The Eagles will compete in the school’s first state championship football game Saturday when they play Rock Hills at 3 p.m. in Newton. The winner will be crowned Eight-man Division I champ.
“If you drive through Ness City at 3 p.m. Saturday afternoon, you’re not going to see much,” said Tom Flax, principal at Ness City High School. “Somebody said it might be only the police department in town then. Very few people I’ve talked to have said they won’t be there.”
It’s the first time a boys’ team from Ness City has made it to a state championship game in either football or basketball, the main two sports for boys offered by the Kansas State High School Activities Association.

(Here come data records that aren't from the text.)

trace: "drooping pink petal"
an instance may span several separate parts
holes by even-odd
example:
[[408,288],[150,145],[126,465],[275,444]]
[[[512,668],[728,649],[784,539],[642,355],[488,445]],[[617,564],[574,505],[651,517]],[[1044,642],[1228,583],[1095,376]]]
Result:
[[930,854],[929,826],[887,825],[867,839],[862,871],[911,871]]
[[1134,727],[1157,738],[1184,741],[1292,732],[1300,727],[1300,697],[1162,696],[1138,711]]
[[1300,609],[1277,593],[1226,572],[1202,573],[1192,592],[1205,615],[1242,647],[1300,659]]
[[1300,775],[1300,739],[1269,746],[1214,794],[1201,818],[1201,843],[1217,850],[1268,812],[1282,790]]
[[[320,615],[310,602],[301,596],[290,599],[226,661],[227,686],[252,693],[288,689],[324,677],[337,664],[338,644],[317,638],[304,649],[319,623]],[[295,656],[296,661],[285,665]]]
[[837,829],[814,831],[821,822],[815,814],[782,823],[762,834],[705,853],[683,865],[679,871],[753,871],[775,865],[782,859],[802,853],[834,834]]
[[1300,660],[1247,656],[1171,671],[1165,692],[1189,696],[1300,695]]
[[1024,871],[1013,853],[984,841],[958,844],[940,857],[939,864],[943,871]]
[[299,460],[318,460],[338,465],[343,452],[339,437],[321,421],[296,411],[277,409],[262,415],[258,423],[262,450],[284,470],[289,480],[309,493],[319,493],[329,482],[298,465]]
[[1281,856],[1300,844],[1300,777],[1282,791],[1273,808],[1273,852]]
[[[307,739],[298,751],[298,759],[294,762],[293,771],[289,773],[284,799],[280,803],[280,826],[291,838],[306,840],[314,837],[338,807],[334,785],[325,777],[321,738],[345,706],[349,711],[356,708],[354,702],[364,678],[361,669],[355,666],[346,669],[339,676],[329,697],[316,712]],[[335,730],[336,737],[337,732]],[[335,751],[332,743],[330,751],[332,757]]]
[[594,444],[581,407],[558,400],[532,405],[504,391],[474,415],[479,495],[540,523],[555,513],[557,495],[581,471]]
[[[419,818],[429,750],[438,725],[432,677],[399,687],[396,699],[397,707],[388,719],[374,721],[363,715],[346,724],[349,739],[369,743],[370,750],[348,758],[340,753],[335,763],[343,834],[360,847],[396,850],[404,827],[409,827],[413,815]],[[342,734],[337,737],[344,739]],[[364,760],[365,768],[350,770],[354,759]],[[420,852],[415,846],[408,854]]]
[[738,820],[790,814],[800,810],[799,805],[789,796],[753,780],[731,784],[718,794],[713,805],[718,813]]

That makes Saturday’s game that much more special.
“I’m not so sure the focus has been on academics this week,” Flax joked. “But that’s understandable. There’s a lot of excitement, and everyone is in good spirits. The build-up has been building and building. They’re going to class, but I’m not sure how much their attention is on the teacher.”
The Eagles have had a miraculous season full of lopsided wins. The school dropped down to the eight-man ranks in 2010, and years prior the school combined with nearby Dighton to field a combined 11-man team.
When that partnership dissolved, the Eagles settled into eight-man football, matching what the school’s junior high plays.
But this year’s team, led by nine seniors, has been a core group for many years before that.
“Back when they were third-graders and playing flag football, they went undefeated,” said Jason Ratliff, a USD 303 school board member who also has a son, Koltyn, on the team. “As they’ve progressed in their careers, you’ve seen the level of maturity grow.”
The Eagles have been flying high this fall, amassing a school record for wins in a season. Ness City has fielded good teams in past years, but none as talented in the eight-man ranks, and solid teams when the school was in 11-man failed to make it past the first or second round of playoffs.
“It’s a really special time,” said Gary Gantz, former mayor of the town who has a son, Dalton, on the team. “They’re all really fortunate to be able to put a team together like this.”
The fewest points this year’s team has scored in a game was 38. That game still resulted in a 32-point win for the Eagles against Hoxie, the closest game this year.
Ness City even has held its last two playoff opponents scoreless, including a much larger Solomon team last week in sub-state action.
“Everyone knew the boys were capable of doing great things,” Ratliff said. “When you can get this far into the season and shut out a team like that, that’s pretty good.”
Fans have been turning out in full force this year for games, sensing something special.
“They’re just really excited about it,” Gantz said. “My gosh, the crowds we’ve had at the game from the first one to the last game. Everyone wants to be a part of it.”
And most of the town will. A pep rally was scheduled for this afternoon, with a bonfire tonight at the county fairgrounds. Then there will be a large caravan to Newton on Saturday morning, leaving the town empty.
Until they return that night. Then, the town’s population might see a boost, even if it is by just one person.
That’s because the championship trophy sports a gold-covered football player, one Ness City fans think would be right at home in western Kansas.
“I think the city of Newton’s population is going to grow by Ness City’s population on Saturday,” Flax said.